Everyone Wants to Tell You What the Hirst Auction Means; But One Historian Actually Knows
From the Times of London‘s follow up story on the Hirst auction:
Richard Shone, editor of the fine art magazine Burlington, said he thought that the Beautiful Inside My Head Forever sale would ultimately prove an “entertaining distraction from the real business rather than a structural shift in the art market”.
The real business might be about to stall. Even with an influx of fresh collectors many lots at the Hirst sale were contested between only two or three bidders, evidence of a slowdown. Charles Dupplin, an art expert at the specialist insurer Hiscox, said: “A year or so ago you had frenzied bidding for lots. Now there’s a smaller number of bidders because there isn’t the same degree of depth to the market.”
Given the sheer volume of work by Hirst on the market in that one sale–and the sell-through of the work–it would be hard to take seriously the idea that one would have expected more than two or three bidders on a lot. There may be less depth to the art market but the Hirst sale should not be used as evidence of it.
From Matthew Collings follow up in the Daily Telegraph:
When Rothko found himself face-to-face with Andy Warhol in the street one day in the Sixties, he had to shudder and turn away. It’s a great historical encounter, the door closing on profundity and opening on shallowness. But is that reading right?
Of course, Hirst is nothing like Rothko; he’s a clown not an existentialist. On the other hand, while Rothko is certainly a great artist he wasn’t above pretentiousness.
And, conversely, Warhol had depth in his experimental approach. He was a hustler, but he had a great eye, too, and a spirit of experimental creativity. He had new things to say about emotion and meaning.
Hirst might have been a bit genuinely Warholian at one time, icy and accurate, but he’s all generalised tacky sentimentalism now. His spin paintings were always crass – now everything is. You can’t understand how anyone could take them seriously.
Damien Hirst makes £95m in Sotheby’s sale, despite global slump (Times of London)
Damien Hirst: Business as Usual (Daily Telegraph)

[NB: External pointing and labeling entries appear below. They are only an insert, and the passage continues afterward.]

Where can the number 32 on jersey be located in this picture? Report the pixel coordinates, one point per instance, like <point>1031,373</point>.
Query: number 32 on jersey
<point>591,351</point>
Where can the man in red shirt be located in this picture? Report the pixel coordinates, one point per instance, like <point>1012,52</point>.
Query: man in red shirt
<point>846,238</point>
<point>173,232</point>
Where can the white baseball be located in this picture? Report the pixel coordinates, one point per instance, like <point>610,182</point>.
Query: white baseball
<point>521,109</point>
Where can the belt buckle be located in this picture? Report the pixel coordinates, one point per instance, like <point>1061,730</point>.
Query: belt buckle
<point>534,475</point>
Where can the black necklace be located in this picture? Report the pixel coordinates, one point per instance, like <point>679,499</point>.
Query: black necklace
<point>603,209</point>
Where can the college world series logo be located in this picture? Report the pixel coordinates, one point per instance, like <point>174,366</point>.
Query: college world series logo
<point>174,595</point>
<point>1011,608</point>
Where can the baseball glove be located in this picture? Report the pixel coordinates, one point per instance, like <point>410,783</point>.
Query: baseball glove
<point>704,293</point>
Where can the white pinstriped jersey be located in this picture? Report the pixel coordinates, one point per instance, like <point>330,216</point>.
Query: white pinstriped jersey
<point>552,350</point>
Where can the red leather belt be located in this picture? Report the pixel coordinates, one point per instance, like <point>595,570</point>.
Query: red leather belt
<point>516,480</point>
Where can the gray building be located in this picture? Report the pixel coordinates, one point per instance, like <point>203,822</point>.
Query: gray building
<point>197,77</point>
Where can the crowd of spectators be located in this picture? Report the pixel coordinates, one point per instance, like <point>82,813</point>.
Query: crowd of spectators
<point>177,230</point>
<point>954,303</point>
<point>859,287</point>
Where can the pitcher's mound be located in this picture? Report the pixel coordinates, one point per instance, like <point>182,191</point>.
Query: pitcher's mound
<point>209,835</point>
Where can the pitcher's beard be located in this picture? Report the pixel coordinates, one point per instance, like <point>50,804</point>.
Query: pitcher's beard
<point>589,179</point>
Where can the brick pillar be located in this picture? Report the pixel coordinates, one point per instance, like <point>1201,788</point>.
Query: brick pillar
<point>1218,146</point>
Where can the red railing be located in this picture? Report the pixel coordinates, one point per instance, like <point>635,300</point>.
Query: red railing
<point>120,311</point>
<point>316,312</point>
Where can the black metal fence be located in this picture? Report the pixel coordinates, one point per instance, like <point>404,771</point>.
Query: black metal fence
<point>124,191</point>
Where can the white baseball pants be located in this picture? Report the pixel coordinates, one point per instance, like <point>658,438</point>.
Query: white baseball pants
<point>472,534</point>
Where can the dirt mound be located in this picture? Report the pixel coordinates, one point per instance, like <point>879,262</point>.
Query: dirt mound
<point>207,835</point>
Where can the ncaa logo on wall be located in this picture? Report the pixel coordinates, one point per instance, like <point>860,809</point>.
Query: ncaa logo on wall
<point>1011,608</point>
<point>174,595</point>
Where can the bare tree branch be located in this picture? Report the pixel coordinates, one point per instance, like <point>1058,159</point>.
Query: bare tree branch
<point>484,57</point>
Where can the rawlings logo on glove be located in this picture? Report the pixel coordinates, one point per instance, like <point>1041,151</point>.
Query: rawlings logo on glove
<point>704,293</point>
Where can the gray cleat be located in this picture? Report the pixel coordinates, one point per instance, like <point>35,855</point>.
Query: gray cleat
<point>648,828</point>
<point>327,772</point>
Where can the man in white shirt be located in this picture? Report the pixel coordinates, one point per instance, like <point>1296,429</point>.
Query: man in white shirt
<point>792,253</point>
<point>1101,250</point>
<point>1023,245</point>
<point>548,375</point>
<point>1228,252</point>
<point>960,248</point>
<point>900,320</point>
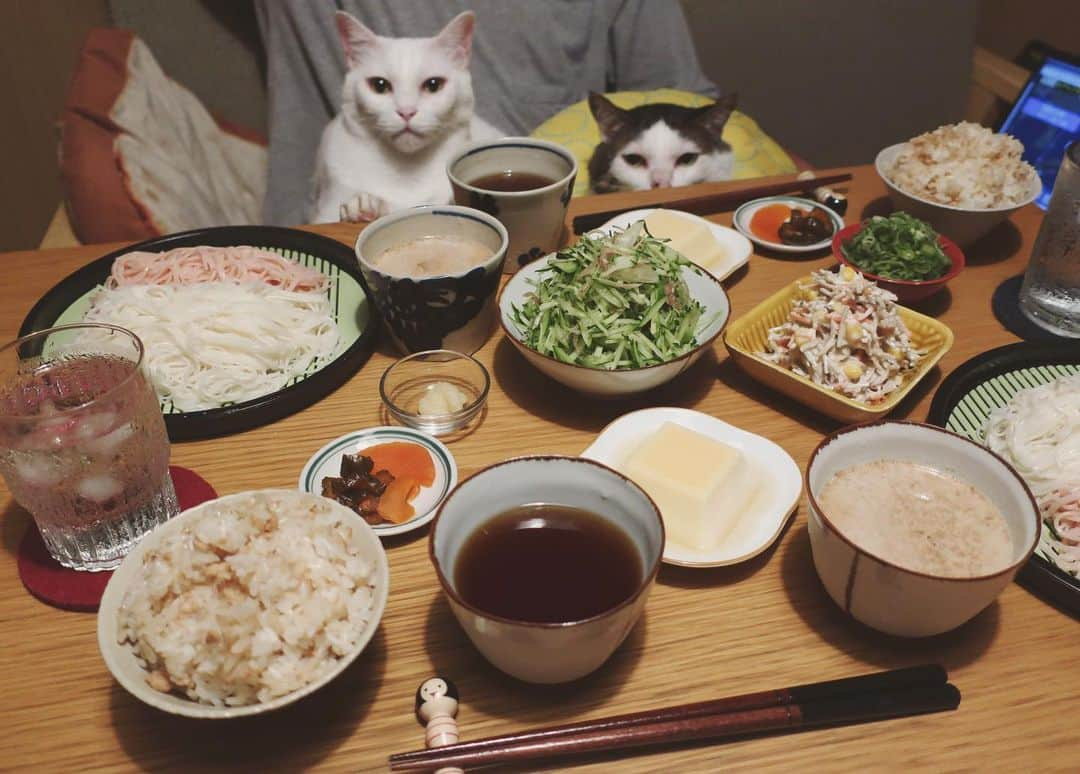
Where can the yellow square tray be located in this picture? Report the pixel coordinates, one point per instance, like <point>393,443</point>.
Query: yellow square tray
<point>748,335</point>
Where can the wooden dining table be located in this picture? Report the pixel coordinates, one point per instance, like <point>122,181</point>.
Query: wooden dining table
<point>706,633</point>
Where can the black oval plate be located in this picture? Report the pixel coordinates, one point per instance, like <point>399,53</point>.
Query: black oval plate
<point>1040,363</point>
<point>257,411</point>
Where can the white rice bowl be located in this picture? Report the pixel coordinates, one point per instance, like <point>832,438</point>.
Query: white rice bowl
<point>243,603</point>
<point>963,165</point>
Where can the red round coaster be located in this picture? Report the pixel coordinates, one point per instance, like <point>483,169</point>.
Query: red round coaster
<point>70,589</point>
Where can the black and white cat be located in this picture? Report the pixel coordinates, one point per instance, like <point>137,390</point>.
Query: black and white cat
<point>659,146</point>
<point>406,108</point>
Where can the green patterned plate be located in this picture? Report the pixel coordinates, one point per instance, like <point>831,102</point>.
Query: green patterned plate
<point>987,381</point>
<point>68,301</point>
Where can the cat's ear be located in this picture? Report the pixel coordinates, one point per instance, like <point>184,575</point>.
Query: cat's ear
<point>355,38</point>
<point>456,37</point>
<point>714,117</point>
<point>609,118</point>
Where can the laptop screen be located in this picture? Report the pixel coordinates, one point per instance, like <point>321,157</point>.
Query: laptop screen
<point>1045,118</point>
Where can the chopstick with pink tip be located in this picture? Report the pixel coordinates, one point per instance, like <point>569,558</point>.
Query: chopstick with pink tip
<point>865,697</point>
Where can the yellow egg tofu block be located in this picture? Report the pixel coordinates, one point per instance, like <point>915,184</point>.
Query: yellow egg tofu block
<point>700,485</point>
<point>689,236</point>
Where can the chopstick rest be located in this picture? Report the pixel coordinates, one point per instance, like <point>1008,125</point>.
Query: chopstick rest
<point>436,706</point>
<point>862,698</point>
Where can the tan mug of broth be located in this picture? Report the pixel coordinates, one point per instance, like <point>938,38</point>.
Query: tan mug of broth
<point>432,273</point>
<point>524,182</point>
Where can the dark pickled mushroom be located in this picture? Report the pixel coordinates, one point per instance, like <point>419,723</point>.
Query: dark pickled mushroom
<point>358,488</point>
<point>355,466</point>
<point>806,228</point>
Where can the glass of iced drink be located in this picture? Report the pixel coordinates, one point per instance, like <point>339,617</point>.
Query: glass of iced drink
<point>82,442</point>
<point>1050,296</point>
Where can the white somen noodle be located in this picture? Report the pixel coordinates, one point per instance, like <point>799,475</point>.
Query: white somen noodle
<point>1038,431</point>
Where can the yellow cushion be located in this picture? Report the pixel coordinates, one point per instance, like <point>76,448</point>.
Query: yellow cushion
<point>756,153</point>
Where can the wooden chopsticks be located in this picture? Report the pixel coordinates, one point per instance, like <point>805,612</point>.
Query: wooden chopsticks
<point>862,698</point>
<point>710,203</point>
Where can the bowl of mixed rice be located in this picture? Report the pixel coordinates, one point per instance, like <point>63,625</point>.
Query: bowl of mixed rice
<point>243,603</point>
<point>963,179</point>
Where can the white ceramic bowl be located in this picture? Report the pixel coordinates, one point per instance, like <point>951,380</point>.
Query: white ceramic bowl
<point>872,588</point>
<point>960,225</point>
<point>129,673</point>
<point>617,383</point>
<point>536,652</point>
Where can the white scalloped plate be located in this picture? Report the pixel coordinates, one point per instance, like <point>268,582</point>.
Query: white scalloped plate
<point>759,526</point>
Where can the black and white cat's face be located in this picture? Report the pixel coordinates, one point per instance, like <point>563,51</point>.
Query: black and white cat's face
<point>407,90</point>
<point>660,146</point>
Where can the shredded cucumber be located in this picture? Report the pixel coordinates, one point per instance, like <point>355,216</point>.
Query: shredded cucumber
<point>615,301</point>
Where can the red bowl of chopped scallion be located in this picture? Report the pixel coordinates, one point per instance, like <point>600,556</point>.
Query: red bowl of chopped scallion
<point>901,254</point>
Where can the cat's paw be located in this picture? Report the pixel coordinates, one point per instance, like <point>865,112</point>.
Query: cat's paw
<point>363,208</point>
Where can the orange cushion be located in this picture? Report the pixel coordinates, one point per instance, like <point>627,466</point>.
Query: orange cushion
<point>99,205</point>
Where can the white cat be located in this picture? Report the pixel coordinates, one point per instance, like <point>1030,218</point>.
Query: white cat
<point>406,108</point>
<point>660,145</point>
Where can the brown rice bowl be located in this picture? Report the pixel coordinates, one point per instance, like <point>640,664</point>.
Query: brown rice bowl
<point>288,643</point>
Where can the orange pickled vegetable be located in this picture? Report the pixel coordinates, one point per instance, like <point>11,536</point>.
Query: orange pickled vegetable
<point>403,460</point>
<point>394,503</point>
<point>768,219</point>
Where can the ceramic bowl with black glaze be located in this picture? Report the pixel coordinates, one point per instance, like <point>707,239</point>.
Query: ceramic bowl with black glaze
<point>442,312</point>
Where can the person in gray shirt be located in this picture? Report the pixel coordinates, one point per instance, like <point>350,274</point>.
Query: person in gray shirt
<point>530,58</point>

A quote from Scott Reyburn’s coverage of the Hirst auction:
“The financial markets are at an all-time low and the art market is at an all-time high — art has become a polar opposite,” said London-based agent Tania Buckrell Pos, who paid a record 40.9 million pounds for Monet’s 1919 “Le Bassin aux Nympheas” at an auction in June. “This sale will have a truly profound effect.”
For a moment, let’s set aside Ms. Pos’s grasp of the financial markets–if she thinks the Dow at 10,917 is an all-time low she’s going to be in for a shock in a few weeks. What effect the Hirst sale will have on the art market is hard to discern at the moment. Few artists will be able to–or want to follow Hirst in the labor- and publicity-intensive endeavor of holding an auction like this one. Moreover, the success of the Hirst auction cannot be used as a measure of the overall art market–in either direction.
Nonetheless, Carol Jacobi’s excellent piece in The Guardian sheds far more light on the meaning of the Hirst auction than any of the direct commentary. She describes the novel sale of William Holman Hunt’s The Finding of the Saviour (picutred above), the most expensive work of art in the mid-19th century. But first Holman Hunt had to cut out the Royal Academy of Art:
The Royal Academy exhibition had a nearly exclusive role as the pre-eminent marketing forum and the Academicians vetted pictures according to conventional ideas of artistic “worth” (their cut, incidentally, was 30%). The Finding of the Saviour, the result of six years’ toil, two in Jerusalem, never appeared before the selection committee. A sideways glance at the phenomenal success of the new printing media and a chat with Charles Dickens prompted Holman Hunt to turn his back on the values of the old guard and appeal directly to those of the world, a decision not unlike that of the hero of his picture.
It was a huge gamble – Holman Hunt had not exhibited a major painting since his departure for the east – but the world responded. Gambart showed the picture in solitary splendour to hundreds of thousands (for a shilling a ticket) in his German Gallery and then on tour from Bristol to Belfast. Fame and funds accrued through reproduction. Exploiting the new technologies of print, the picture multiplied into thousands of replicas sold across the globe. Other dealers were in the game; Agnews out-bid Gambart at £20,000 for Holman Hunt’s next major production, The Shadow of Death.
Art mania made many celebrated millionaires, but the money is not the point. The new system provided artists with the opportunity to set out their own principles. Holman Hunt’s hyper real surfaces are only the first of the dizzying diversification of styles, mediated by dealers, that permits taxidermy to meet design in the latest Hirst show, currently continuing to exceed all expectations at Sotheby’s today. The auction house is simply taking over the process. We’ve established what kind of art it is, as the old joke goes, now we’re just quibbling about the price.